Most discussions around flexible working or part-time working used to focus on how business could help or accommodate those of us who want to work part-time or from home. Increasingly however, and rightly, these discussions focus on the opportunity to business.
Since returning from my first maternity leave in 2010 I have worked four days a week. I am lucky in the sense that my employer, Diageo, has an extremely progressive policy towards flexible working.
But while I am extremely grateful, I also recognise that men and women like me have not just been granted a favour – and I’m reassured to see more and more UK businesses adopting this mindset. And while women are certainly benefiting from this, this has moved on from just being a ‘Mums debate’.
Increasingly prospective employees are seeking out businesses that embrace flexibility and businesses, like Diageo, are thinking imaginatively about how this can benefit the business and the people they employ.
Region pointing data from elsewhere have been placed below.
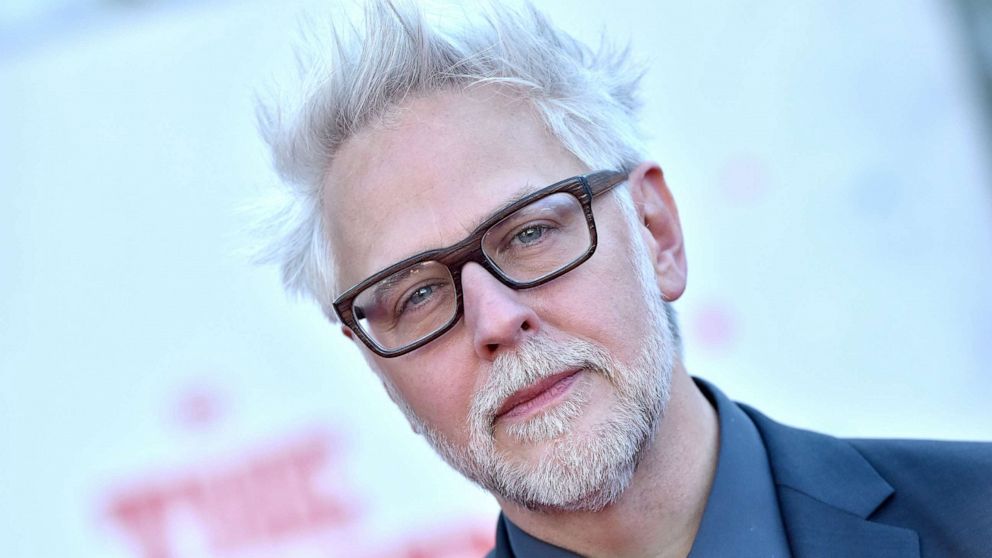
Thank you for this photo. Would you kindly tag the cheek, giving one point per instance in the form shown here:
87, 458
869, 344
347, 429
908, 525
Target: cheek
438, 383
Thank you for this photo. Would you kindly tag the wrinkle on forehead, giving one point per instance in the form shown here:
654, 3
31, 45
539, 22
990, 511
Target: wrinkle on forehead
426, 176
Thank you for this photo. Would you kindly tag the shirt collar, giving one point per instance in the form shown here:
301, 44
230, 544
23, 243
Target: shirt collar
741, 517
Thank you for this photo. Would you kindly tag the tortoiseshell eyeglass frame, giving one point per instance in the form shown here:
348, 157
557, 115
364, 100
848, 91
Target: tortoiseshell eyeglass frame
584, 188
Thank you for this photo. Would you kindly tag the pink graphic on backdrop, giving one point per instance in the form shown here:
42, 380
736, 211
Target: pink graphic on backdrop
259, 498
714, 327
198, 407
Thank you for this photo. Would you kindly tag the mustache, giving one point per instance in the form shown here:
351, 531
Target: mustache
537, 358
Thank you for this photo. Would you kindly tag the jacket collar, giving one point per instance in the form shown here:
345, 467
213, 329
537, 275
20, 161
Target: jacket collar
827, 492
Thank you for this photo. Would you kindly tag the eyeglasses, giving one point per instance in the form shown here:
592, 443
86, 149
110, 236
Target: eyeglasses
531, 241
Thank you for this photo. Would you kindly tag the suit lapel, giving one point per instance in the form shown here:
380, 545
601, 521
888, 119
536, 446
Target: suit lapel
827, 491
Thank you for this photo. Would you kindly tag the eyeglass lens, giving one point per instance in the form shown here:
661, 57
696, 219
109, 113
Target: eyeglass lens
531, 243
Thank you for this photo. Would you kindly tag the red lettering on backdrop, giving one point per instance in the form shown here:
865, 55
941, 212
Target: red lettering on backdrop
262, 498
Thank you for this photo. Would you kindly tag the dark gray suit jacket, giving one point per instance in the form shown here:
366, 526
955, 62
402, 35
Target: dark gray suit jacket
872, 498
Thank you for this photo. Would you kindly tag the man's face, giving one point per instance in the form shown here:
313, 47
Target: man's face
593, 343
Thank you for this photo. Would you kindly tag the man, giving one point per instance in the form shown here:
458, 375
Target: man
475, 211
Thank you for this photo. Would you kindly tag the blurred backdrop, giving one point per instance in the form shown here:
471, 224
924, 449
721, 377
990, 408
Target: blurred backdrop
162, 398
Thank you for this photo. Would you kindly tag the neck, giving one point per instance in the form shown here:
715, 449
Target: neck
660, 511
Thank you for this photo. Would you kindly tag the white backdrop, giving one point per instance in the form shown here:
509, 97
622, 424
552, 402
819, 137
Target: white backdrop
164, 398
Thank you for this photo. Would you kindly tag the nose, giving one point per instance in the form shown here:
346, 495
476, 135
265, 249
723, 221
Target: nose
495, 316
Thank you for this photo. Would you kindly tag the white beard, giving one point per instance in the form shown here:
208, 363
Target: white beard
579, 471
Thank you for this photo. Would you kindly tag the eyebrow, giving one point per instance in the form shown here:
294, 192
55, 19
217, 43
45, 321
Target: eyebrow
513, 198
385, 287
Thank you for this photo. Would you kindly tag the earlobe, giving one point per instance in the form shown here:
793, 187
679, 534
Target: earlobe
662, 231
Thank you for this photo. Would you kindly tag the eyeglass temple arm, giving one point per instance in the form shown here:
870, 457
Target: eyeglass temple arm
604, 181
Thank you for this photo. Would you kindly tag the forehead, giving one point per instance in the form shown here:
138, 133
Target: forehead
437, 167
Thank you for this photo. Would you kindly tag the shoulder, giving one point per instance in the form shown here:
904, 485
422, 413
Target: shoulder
942, 491
943, 480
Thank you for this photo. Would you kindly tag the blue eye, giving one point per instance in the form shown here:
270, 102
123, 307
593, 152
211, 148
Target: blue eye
420, 295
419, 298
530, 234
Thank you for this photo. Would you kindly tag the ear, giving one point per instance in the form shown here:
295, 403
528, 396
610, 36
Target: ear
661, 230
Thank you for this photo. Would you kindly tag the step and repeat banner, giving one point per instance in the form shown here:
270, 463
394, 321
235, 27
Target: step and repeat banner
163, 398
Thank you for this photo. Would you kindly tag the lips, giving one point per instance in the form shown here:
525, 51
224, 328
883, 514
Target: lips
533, 395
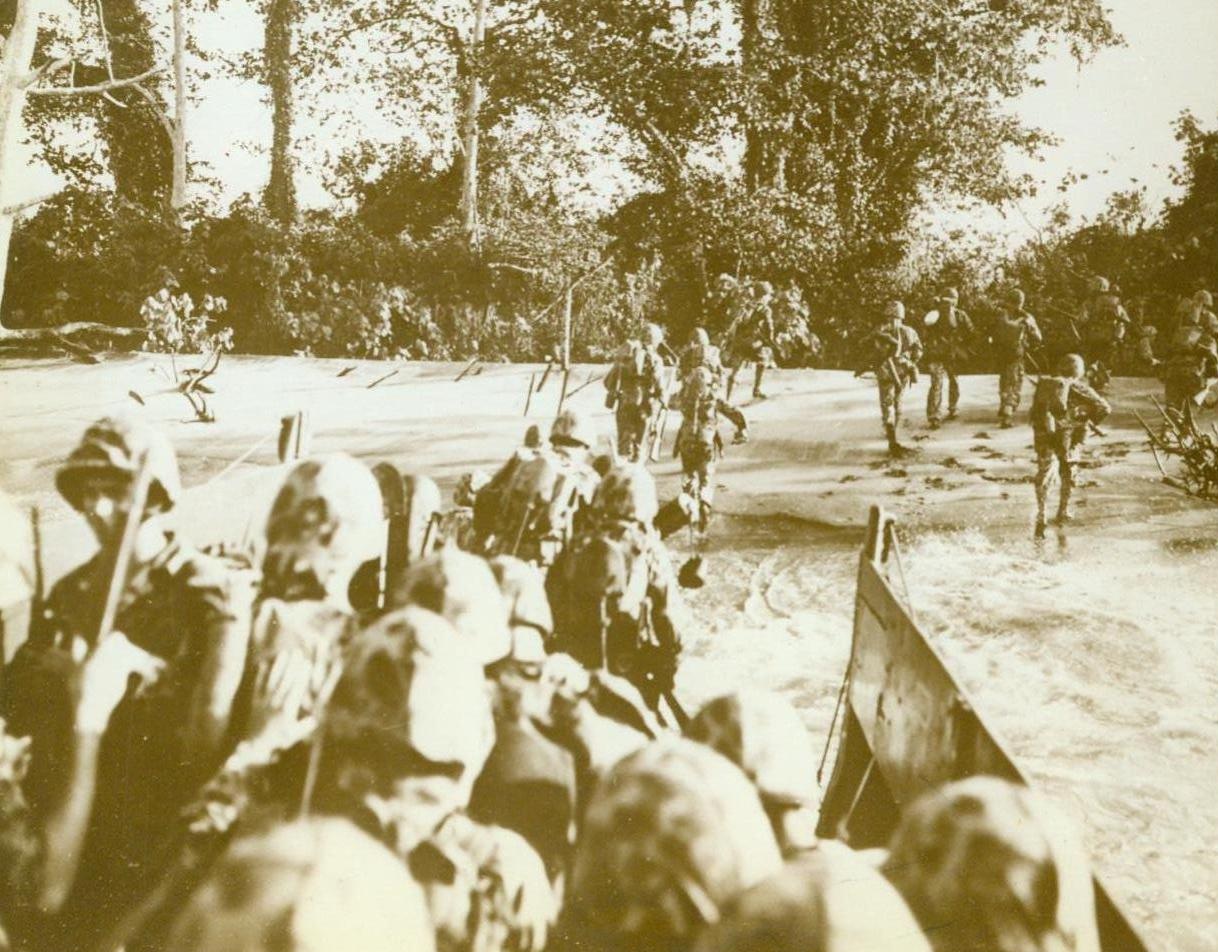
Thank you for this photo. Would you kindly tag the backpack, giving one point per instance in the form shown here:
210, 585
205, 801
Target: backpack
599, 591
540, 505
Businesses are understanding the need to diversify their workforce and ensure that they benefit from putting in place systems that allow them to get the best employees, even if on a flexible basis.
In fact, those businesses which are not following the leaders in this respect are bound to lose competitive advantage. Let’s take marketing as an example.
Marketing is at its best when at its most creative. In my experience, creativity best flourishes in an environment when different opinions and ideas are allowed to bounce off one another. This is how the best campaigns are created.
Timewise anticipates there will be more than 1m men working part time in the UK through a conscious choice not to work full time
So marketing businesses and departments are only benefiting from adopting employment policies that keep different types of people in the room. Most part time workers (74 per cent) are women – that is more than 6m women in the UK. Many are mothers, however with mixed generations in the workforce – this is changing over time. It is great that we are seeing these women have the opportunity to lead creative meetings, and board room debates across the country. As much for the sake of businesses as anything else.
This is not just about women, though. Next year for the first time Timewise anticipates there will be more than 1m men working part time in the UK through a conscious choice not to work full time. Can’t we all see the benefit for businesses in ensuring that those voices make a contribution?
I have worked flexibly for four years. I am a mother of two children and have a wealth more experience and understanding of the world than I did when I worked full time. My employer benefits from that – and I’m pleased to work somewhere that recognises that as I believe, honestly, that it makes us stronger. And that is good business.